In search of Fargo

Is there a clue to ‘real’ buried treasure in classic Coen brothers film?4Kumiko, the Treasure HunterOpens Friday, April 3. Pageant Theatre. Not rated.

Rated 4.0

The title character in this mildly comical, low-key fantasy/treasure hunt is a young Japanese woman who lives alone and works at a spectacularly dull office job. In the scenario cooked up by the Zellner brothers—David (who also directs) and Nathan (who is a producer)—Kumiko (Rinko Kikuchi) is taken with the notion that the Coen brothers’ Fargo is a documentary and that her beat-up VHS copy of that 1996 film reveals the exact location of the suitcase full of cash that Steve Buscemi is seen burying in a snow-covered field.

Her overbearing mother and her flaky friends from school and work all clamor for her company, but she prefers solitude and bits of playtime with a tiny pet rabbit named Bunzo. When she gets fed up with serving as one of her boss’ identically dressed “Office Ladies,” she absconds with a company credit card and heads for Minnesota.

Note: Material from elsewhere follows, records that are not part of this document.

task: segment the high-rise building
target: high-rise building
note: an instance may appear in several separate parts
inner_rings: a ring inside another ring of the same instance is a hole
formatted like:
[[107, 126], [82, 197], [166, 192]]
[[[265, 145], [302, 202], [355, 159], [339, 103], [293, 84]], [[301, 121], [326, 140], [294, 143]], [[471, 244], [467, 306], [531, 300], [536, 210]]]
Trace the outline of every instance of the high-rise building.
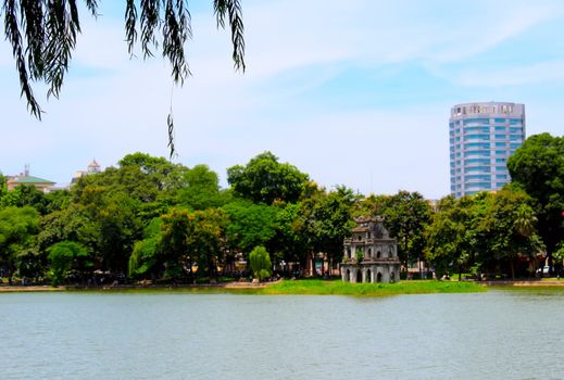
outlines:
[[456, 104], [451, 109], [449, 135], [451, 194], [499, 190], [510, 181], [507, 159], [525, 140], [525, 105]]

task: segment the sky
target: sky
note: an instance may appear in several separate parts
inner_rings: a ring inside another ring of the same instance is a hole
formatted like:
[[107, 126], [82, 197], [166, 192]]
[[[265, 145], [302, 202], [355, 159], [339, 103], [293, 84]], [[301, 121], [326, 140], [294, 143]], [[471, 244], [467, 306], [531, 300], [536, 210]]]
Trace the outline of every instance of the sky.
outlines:
[[[100, 1], [61, 97], [36, 94], [39, 122], [20, 98], [11, 48], [0, 40], [0, 172], [68, 183], [96, 159], [168, 156], [226, 168], [271, 151], [321, 186], [364, 194], [449, 193], [454, 104], [524, 103], [527, 136], [564, 135], [564, 2], [241, 0], [247, 71], [234, 69], [228, 30], [212, 1], [188, 2], [192, 76], [175, 87], [159, 55], [129, 56], [125, 1]], [[1, 11], [0, 11], [1, 12]]]

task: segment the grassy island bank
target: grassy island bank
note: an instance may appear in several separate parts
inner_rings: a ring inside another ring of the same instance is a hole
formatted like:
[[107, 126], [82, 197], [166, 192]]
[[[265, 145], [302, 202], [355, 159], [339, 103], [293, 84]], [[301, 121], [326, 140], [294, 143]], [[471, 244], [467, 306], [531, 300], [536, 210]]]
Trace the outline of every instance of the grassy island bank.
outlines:
[[258, 294], [311, 294], [384, 296], [425, 293], [476, 293], [486, 289], [475, 282], [458, 281], [401, 281], [397, 283], [350, 283], [324, 280], [284, 280], [266, 288], [256, 289]]
[[116, 286], [104, 288], [82, 287], [0, 287], [0, 292], [40, 291], [187, 291], [193, 293], [234, 293], [256, 295], [351, 295], [385, 296], [426, 293], [476, 293], [486, 288], [475, 282], [413, 280], [397, 283], [350, 283], [341, 280], [281, 280], [275, 283], [226, 282], [218, 284], [177, 286]]

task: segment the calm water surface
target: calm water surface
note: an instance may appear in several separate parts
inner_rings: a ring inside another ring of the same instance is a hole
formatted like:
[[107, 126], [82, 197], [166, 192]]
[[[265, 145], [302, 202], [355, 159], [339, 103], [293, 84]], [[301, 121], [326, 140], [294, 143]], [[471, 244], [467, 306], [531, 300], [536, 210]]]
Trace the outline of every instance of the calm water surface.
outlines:
[[564, 379], [564, 292], [0, 294], [2, 379]]

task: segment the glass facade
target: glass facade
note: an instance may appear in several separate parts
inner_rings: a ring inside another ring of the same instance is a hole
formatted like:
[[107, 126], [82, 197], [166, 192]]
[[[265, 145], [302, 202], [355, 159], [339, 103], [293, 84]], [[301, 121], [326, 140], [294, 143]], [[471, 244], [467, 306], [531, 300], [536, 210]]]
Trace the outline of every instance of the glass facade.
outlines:
[[524, 140], [524, 104], [454, 105], [449, 119], [451, 193], [460, 198], [501, 189], [511, 180], [507, 157]]

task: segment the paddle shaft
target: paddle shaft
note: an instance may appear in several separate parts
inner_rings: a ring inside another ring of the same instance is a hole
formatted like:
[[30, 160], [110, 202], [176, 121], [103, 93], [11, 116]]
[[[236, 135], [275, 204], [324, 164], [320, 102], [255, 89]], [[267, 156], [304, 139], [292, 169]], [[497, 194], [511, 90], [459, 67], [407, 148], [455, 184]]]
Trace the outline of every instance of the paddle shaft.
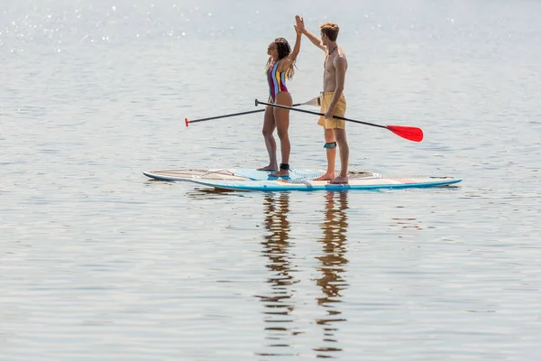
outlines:
[[[262, 104], [262, 103], [261, 103]], [[298, 103], [298, 104], [294, 104], [293, 106], [302, 106], [305, 103]], [[234, 113], [234, 114], [226, 114], [225, 116], [210, 116], [208, 118], [202, 118], [202, 119], [197, 119], [197, 120], [188, 120], [186, 119], [186, 126], [188, 126], [188, 125], [189, 123], [197, 123], [197, 122], [205, 122], [207, 120], [213, 120], [213, 119], [220, 119], [220, 118], [227, 118], [229, 116], [244, 116], [247, 114], [252, 114], [252, 113], [261, 113], [261, 112], [264, 112], [265, 109], [257, 109], [257, 110], [249, 110], [247, 112], [240, 112], [240, 113]]]
[[[265, 103], [265, 102], [261, 102], [261, 101], [255, 99], [255, 106], [257, 106], [260, 104], [263, 104], [265, 106], [281, 107], [283, 109], [295, 110], [295, 111], [302, 112], [302, 113], [313, 114], [315, 116], [325, 116], [325, 114], [323, 114], [323, 113], [312, 112], [311, 110], [305, 110], [305, 109], [295, 109], [295, 108], [292, 108], [291, 106], [280, 106], [280, 105], [278, 105], [278, 104]], [[359, 123], [359, 124], [363, 124], [363, 125], [366, 125], [377, 126], [379, 128], [385, 128], [385, 129], [387, 129], [387, 126], [385, 126], [385, 125], [376, 125], [376, 124], [373, 124], [373, 123], [362, 122], [361, 120], [348, 119], [348, 118], [344, 118], [344, 116], [333, 116], [333, 117], [336, 118], [336, 119], [345, 120], [345, 121], [348, 121], [348, 122]]]

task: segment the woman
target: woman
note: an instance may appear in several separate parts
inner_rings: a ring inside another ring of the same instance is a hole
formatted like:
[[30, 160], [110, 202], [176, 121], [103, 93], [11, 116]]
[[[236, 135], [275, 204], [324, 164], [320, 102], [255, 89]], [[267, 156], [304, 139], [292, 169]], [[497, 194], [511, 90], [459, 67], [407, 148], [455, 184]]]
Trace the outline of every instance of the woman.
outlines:
[[[267, 49], [269, 60], [265, 68], [267, 81], [269, 82], [269, 103], [278, 104], [280, 106], [291, 106], [293, 100], [291, 95], [286, 87], [286, 79], [293, 79], [295, 73], [295, 60], [300, 50], [300, 38], [302, 32], [298, 29], [302, 22], [298, 15], [295, 17], [297, 25], [297, 40], [293, 51], [289, 47], [289, 43], [284, 38], [276, 38]], [[281, 150], [281, 163], [280, 169], [276, 160], [276, 141], [272, 133], [277, 129], [278, 137], [280, 138]], [[272, 173], [270, 177], [288, 177], [289, 175], [289, 153], [291, 145], [289, 143], [289, 135], [288, 129], [289, 128], [289, 109], [279, 108], [276, 106], [267, 106], [265, 108], [265, 119], [263, 121], [263, 138], [265, 145], [269, 153], [269, 165], [260, 168], [259, 171], [270, 171]]]

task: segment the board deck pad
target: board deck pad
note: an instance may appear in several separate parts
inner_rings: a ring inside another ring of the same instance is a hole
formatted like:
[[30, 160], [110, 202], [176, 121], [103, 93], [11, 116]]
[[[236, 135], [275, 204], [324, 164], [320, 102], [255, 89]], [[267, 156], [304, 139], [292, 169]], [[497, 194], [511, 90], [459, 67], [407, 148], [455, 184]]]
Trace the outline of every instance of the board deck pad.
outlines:
[[324, 173], [319, 170], [291, 170], [289, 178], [269, 177], [270, 171], [254, 169], [170, 170], [143, 171], [160, 180], [191, 181], [203, 186], [234, 190], [348, 190], [406, 189], [446, 186], [462, 181], [453, 177], [381, 177], [369, 171], [352, 171], [347, 184], [313, 180]]

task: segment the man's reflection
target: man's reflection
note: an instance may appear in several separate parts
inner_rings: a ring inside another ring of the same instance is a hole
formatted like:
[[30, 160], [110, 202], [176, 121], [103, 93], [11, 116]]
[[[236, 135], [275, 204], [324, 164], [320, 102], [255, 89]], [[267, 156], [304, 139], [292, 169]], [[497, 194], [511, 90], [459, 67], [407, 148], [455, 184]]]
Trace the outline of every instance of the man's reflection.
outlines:
[[261, 242], [263, 255], [268, 258], [266, 267], [270, 270], [270, 292], [268, 295], [259, 296], [267, 309], [263, 314], [267, 326], [268, 347], [277, 347], [276, 352], [259, 354], [261, 356], [293, 356], [289, 337], [295, 333], [291, 329], [294, 309], [291, 299], [291, 285], [298, 281], [291, 274], [289, 259], [290, 244], [289, 233], [290, 224], [288, 220], [289, 211], [289, 193], [266, 193], [263, 210], [265, 228], [268, 233]]
[[316, 319], [316, 322], [323, 327], [323, 345], [314, 348], [318, 357], [332, 357], [333, 353], [342, 351], [336, 347], [338, 342], [335, 333], [337, 322], [345, 321], [339, 310], [341, 292], [347, 287], [344, 279], [344, 266], [347, 264], [344, 257], [347, 246], [347, 192], [326, 192], [325, 219], [321, 228], [323, 236], [319, 240], [322, 255], [316, 257], [319, 261], [317, 271], [321, 277], [317, 285], [321, 287], [323, 297], [317, 299], [317, 305], [324, 308], [326, 314]]

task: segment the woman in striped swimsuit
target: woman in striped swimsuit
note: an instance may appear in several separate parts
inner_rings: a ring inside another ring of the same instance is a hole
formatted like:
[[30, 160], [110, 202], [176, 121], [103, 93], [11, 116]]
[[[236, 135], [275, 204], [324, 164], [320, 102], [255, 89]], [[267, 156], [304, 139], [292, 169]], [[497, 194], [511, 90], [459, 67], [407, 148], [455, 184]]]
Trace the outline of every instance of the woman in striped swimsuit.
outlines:
[[[295, 20], [298, 24], [301, 21], [298, 16]], [[291, 106], [293, 101], [291, 95], [286, 87], [286, 79], [293, 79], [295, 73], [295, 60], [300, 50], [300, 39], [302, 33], [297, 29], [297, 40], [293, 51], [287, 40], [284, 38], [276, 38], [270, 42], [267, 49], [269, 60], [265, 68], [265, 75], [269, 82], [269, 103], [278, 104], [280, 106]], [[265, 108], [265, 119], [263, 121], [263, 137], [265, 145], [269, 153], [269, 165], [260, 168], [260, 171], [271, 171], [269, 174], [271, 177], [287, 177], [289, 175], [289, 153], [291, 145], [289, 143], [289, 135], [288, 130], [289, 128], [289, 109], [283, 109], [275, 106]], [[276, 159], [276, 141], [272, 134], [274, 129], [277, 129], [278, 137], [280, 138], [281, 150], [281, 163], [278, 167]]]

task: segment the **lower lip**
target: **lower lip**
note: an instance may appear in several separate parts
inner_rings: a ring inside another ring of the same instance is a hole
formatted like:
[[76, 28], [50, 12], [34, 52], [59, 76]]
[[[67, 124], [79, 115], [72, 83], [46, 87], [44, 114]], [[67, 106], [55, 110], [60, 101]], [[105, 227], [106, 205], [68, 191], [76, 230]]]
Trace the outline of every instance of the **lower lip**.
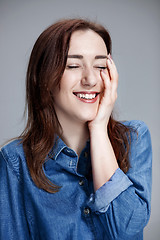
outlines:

Much of the film seems surreal in a cold and almost abstract way. The scrawny warmth that keeps sparking the story back to life (in spite of the bleak, lifeless settings that predominate in Japan and Minnesota alike) is partly a matter of Kikuchi’s quietly luminous performance, partly a matter of the wry comedy of manners that trickles through the Minnesota scenes. And perhaps best of all, there’s the Zellners’ success in keeping the atmosphere of fairy tale alive in the unlikeliest of circumstances.